Otel odası, emeklilikle birlikte eve dönüştü. Jordan, muadili efsaneler gibi hareket etmedi. Magic Johnson koçluk, yöneticilik ve yorumculuk yapmış, basketbolu bıraktıktan sonra da onu görebileceğimiz yerlerde gülümsemeye devam etmişti. Larry Bird koçluk ve yöneticilik yapmış, basketbolu bıraktıktan sonra da onu görebileceğimiz yerlerde surat asmaya devam etmişti. Bill Russell, seksen yaşından sonra Twitter'a girip köpek fotoğrafları paylaşmaktan çekinmemişti. Jerry West, basketbolun her kademesinde ter dökmeyi sürdürmüştü. Kobe Bryant film çekmiş, kitap yazmış, hikâye anlatıcılığının sınırlarını araştırmıştı. Oysa MJ, Hornets maçları dışında pek ortalara çıkmadı. Sık röportaj vermedi. Sosyal medyaya girmedi. Düşüncelerini içinde tuttu. Mirasının konuşmasını yeğledi.

***

The Last Dance'in açılışı ve gidişatı, bu açıdan da ilgi çekici. Ama yanlış beklentilere kapılmamak gerekir. Sonuçta bu, Jordan'ın iç dökme seansı olmayacak. Evet, bazı konularda hatalarını kabul edecek. Siyasi ve sosyal konularda vaktiyle sesini çıkarmamasından, çevresindekilere karşı takındığı acımasız tavırdan bahsedecek. Belki Kobe'nin anma töreninde gösterdiği insani yanın örneklerini de sunacak ara sıra. Lakin belgesel, yeni bir Jordan sunmayacak.
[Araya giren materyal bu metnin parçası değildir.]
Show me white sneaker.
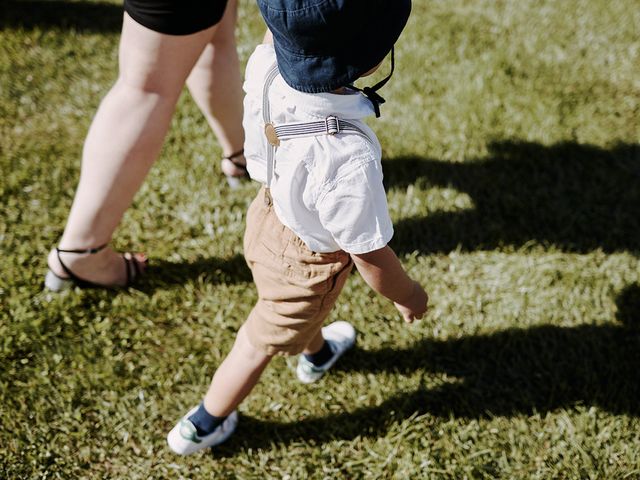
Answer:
[167,407,238,455]
[296,321,356,383]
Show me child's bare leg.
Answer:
[204,327,272,417]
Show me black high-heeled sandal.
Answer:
[44,243,147,292]
[220,148,249,188]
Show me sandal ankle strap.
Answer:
[56,243,109,254]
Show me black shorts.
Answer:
[124,0,227,35]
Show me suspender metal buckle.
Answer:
[264,123,280,147]
[324,115,340,135]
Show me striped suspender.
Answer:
[262,63,373,205]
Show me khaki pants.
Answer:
[244,188,353,355]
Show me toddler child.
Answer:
[168,0,427,455]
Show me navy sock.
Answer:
[304,340,333,367]
[189,403,227,437]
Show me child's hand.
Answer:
[393,282,429,323]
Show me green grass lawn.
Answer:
[0,0,640,479]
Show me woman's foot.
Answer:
[47,247,148,290]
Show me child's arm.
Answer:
[351,245,429,323]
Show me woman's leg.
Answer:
[187,0,244,176]
[49,14,222,285]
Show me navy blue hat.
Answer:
[257,0,411,93]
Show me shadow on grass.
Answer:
[135,255,253,293]
[216,284,640,455]
[383,141,640,253]
[0,0,123,33]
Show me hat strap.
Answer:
[349,47,395,118]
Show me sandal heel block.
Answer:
[44,244,148,292]
[44,270,75,293]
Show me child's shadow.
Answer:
[384,141,640,253]
[215,284,640,455]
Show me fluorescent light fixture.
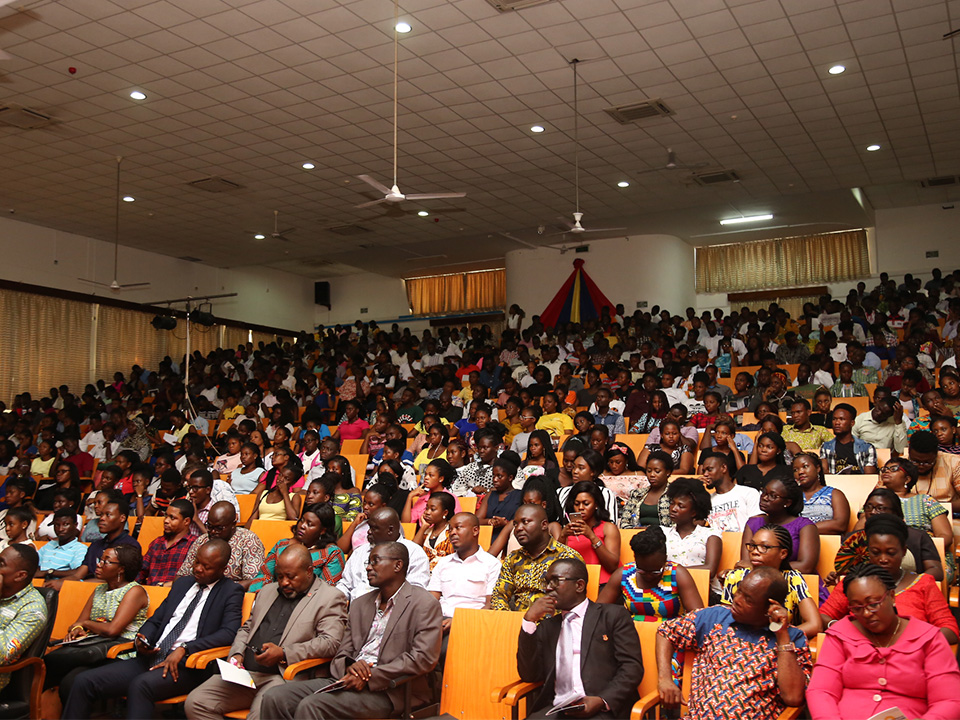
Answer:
[720,215,773,225]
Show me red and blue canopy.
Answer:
[540,258,614,327]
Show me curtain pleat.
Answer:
[697,230,870,293]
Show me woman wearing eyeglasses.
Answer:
[806,564,960,720]
[720,525,823,638]
[876,458,956,583]
[820,515,960,644]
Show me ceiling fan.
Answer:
[637,148,710,175]
[357,0,467,208]
[553,58,626,235]
[78,156,150,292]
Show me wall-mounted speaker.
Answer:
[313,280,330,310]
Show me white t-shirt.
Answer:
[707,485,760,532]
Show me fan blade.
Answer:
[357,175,390,197]
[404,193,467,200]
[354,198,387,209]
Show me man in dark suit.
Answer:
[260,542,444,720]
[517,559,643,718]
[185,545,347,720]
[61,540,243,720]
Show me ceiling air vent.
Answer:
[0,103,53,130]
[605,98,674,125]
[487,0,556,12]
[920,175,960,187]
[690,170,740,185]
[327,225,370,235]
[187,175,243,192]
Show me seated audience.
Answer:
[177,502,264,591]
[820,515,958,645]
[184,544,347,720]
[517,559,644,718]
[825,487,944,585]
[37,508,87,580]
[260,544,443,720]
[597,526,703,622]
[490,505,581,612]
[793,452,850,535]
[43,545,150,703]
[560,481,620,586]
[336,507,430,602]
[657,567,813,718]
[720,525,823,638]
[0,545,47,696]
[807,565,960,720]
[62,539,243,720]
[137,499,197,586]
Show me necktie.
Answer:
[157,583,207,659]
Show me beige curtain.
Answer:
[697,230,870,293]
[467,268,507,310]
[404,268,507,315]
[0,290,93,405]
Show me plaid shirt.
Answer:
[137,533,197,585]
[0,585,47,690]
[820,438,877,475]
[247,538,345,592]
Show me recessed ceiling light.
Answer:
[720,215,773,225]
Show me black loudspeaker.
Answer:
[313,280,330,310]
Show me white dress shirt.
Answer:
[155,580,220,647]
[336,537,430,600]
[427,548,500,617]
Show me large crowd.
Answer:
[0,270,960,720]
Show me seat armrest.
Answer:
[283,658,332,680]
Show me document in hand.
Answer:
[217,658,257,689]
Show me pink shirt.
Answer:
[807,617,960,720]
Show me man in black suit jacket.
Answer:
[517,559,643,718]
[61,540,243,720]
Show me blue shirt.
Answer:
[37,538,86,572]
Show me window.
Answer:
[696,230,870,293]
[403,268,507,315]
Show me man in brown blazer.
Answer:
[186,545,347,720]
[261,542,443,720]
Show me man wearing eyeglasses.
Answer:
[260,542,443,720]
[517,559,643,718]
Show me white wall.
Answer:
[506,235,696,318]
[0,218,316,330]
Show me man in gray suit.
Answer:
[186,545,347,720]
[261,542,443,720]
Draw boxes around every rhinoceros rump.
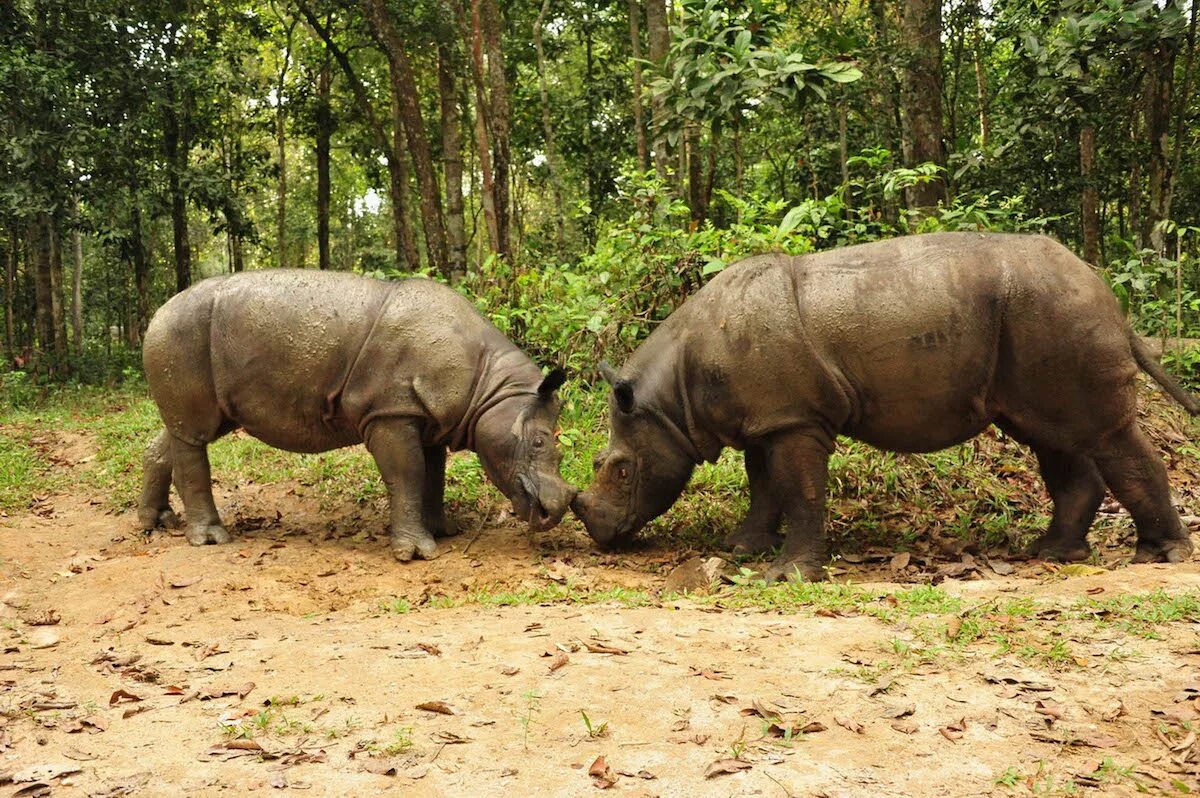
[138,270,575,560]
[572,233,1200,578]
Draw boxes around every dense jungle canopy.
[0,0,1200,380]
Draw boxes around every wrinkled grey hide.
[139,270,575,560]
[572,233,1200,578]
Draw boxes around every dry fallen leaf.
[416,701,457,715]
[704,758,754,779]
[588,755,617,790]
[108,690,142,707]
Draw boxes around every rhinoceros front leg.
[763,433,829,582]
[1028,446,1104,563]
[725,446,782,554]
[138,430,179,532]
[170,438,229,546]
[421,446,458,538]
[1094,421,1194,563]
[366,418,438,563]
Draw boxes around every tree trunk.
[1163,1,1200,236]
[628,0,650,172]
[388,95,421,271]
[1079,121,1100,265]
[456,0,500,252]
[646,0,671,180]
[684,122,704,227]
[296,0,407,263]
[973,19,991,150]
[438,42,467,281]
[1145,45,1176,254]
[481,0,512,259]
[128,180,150,346]
[275,19,296,269]
[362,0,450,278]
[30,211,55,364]
[71,194,83,354]
[533,0,568,250]
[163,85,192,292]
[50,215,67,360]
[316,58,334,269]
[900,0,946,215]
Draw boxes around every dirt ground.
[0,429,1200,796]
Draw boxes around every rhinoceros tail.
[1129,330,1200,415]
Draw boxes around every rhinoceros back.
[145,270,503,451]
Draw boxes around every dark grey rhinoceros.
[138,269,575,560]
[572,233,1200,578]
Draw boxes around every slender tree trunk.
[30,211,55,364]
[1163,0,1200,234]
[460,0,500,252]
[128,180,150,346]
[275,19,298,269]
[296,0,407,264]
[1145,41,1176,254]
[900,0,946,215]
[628,0,650,172]
[163,84,192,292]
[317,58,334,270]
[388,95,421,271]
[481,0,512,259]
[684,122,706,226]
[438,42,467,281]
[1079,120,1100,265]
[646,0,671,180]
[71,194,83,354]
[973,19,991,150]
[50,215,67,360]
[362,0,450,278]
[533,0,568,250]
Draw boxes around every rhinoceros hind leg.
[1028,446,1104,563]
[421,446,458,538]
[366,418,445,563]
[170,438,229,546]
[138,430,179,532]
[763,433,829,582]
[725,446,784,554]
[1094,422,1194,563]
[391,529,438,563]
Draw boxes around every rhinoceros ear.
[600,360,617,385]
[538,368,566,398]
[612,379,634,413]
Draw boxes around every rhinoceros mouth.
[514,474,556,532]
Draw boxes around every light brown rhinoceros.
[138,269,575,560]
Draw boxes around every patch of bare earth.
[0,429,1200,796]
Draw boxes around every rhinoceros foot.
[185,523,230,546]
[1133,538,1195,563]
[391,529,438,563]
[763,557,826,582]
[138,508,180,532]
[1026,534,1092,563]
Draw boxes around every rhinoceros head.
[571,362,695,548]
[475,368,577,530]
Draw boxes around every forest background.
[0,0,1200,388]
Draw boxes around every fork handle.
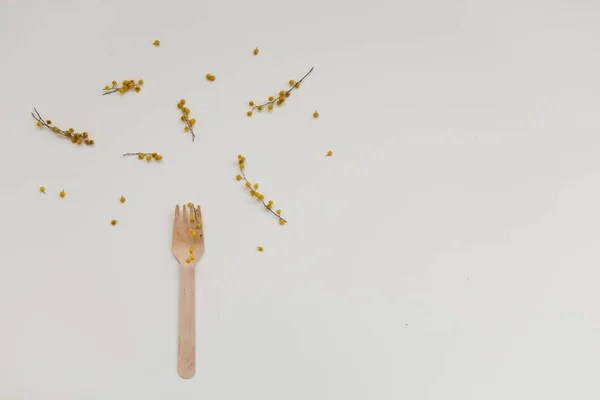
[177,265,196,379]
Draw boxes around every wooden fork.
[173,205,204,379]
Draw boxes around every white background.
[0,0,600,400]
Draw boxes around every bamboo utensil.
[173,203,204,379]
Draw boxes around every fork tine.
[196,206,204,239]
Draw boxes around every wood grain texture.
[177,265,196,379]
[173,204,204,379]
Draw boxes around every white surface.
[0,0,600,400]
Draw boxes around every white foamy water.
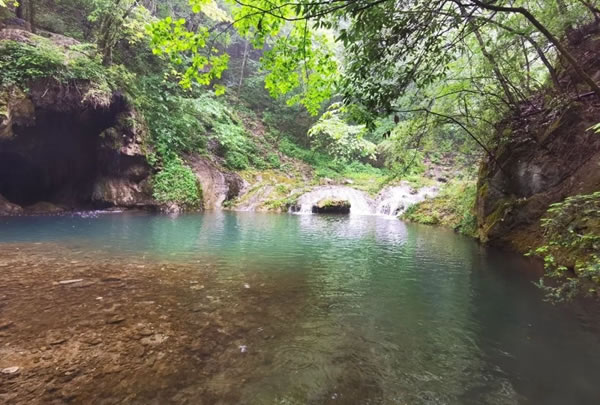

Zira Jordan'ı bütün zamanların en büyük basketbolcusu veya sporcusu yapan etkenler, bir yandan da tüm zamanlara uyarlanabilir olması. En nihayetinde bahsettiğimiz adam, lige yazılı basının ve takımla birlikte ekonomi sınıfında seyahat eden gazetecilerin egemen olduğu dönemde giriş yapmış, NBC ve ESPN kameralarının doluştuğu şampanya kokulu soyunma odalarıyla NBA'in patronu olmuş, Spike Lee reklamlarıyla daldığı eğlence dünyasına Space Jam'le son büyük imzasını atmıştı. Jordan'ın büyüsü nerede öne çıkacağını, nerede geriye çekileceğini herkesten iyi bilmesinden geliyordu. Yani arkasında bıraktıkları kendi başına konuşabilirdi, Ehlo'nun üzerinden attığı şut, son basketi, Phoenix finali, Flu Game'i… Sürekli bunlardan bahsetmesine ihtiyaç yoktu. Ama on senede bir hafızaları tazeleyebilirdi. Her seferinde yeni bir mecrada…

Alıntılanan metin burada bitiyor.